コンユウメモ @kon_yu

作ったガラクタとか、旅行とかの話

Rubyで乱数のシードを設定しないでランダムな数値を取得できるかRubyのコードを調査した

概要

Rubyはなぜ乱数のシードを入れないで乱数を生成できるのかRubyの言語自体のソースコードを軽く読んで調査した。

乱数を生成するクラスは乱数のシードを引数に入れないと、乱数のシードを生成するメソッドを呼び出す、その乱数を生成するロジック内ではCPUクロック数やOSの乱数生成を呼び出して利用して乱数のシードを生成していた。

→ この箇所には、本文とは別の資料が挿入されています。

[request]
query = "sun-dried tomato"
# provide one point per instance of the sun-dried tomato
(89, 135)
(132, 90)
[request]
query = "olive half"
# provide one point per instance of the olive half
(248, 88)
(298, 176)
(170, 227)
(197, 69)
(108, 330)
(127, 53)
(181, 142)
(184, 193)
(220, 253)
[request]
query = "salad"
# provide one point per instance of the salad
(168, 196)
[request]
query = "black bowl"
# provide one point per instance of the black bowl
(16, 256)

乱数のシードがUNIX timeだけに依存したりしていないので、高アクセスなサービスや並列化したバッチ処理などで同時刻に乱数を生成してもシード値が同じでバラけないってことはなさそうだ。

はじめに

Rubyのランダムな数値を生成する場合はこのような書き方をする。

r=Random.new
r.rand(10)
=> 5
引数に整数を入れると0-9までのランダムな数値(Integer)を出力する

引数を少数を入れるとFloat型でランダムな数値を出力する
r.rand(5.5)
=> 1.81617029321715

randメソッドの仕様

Method: Random.rand — Documentation for core (2.7.0)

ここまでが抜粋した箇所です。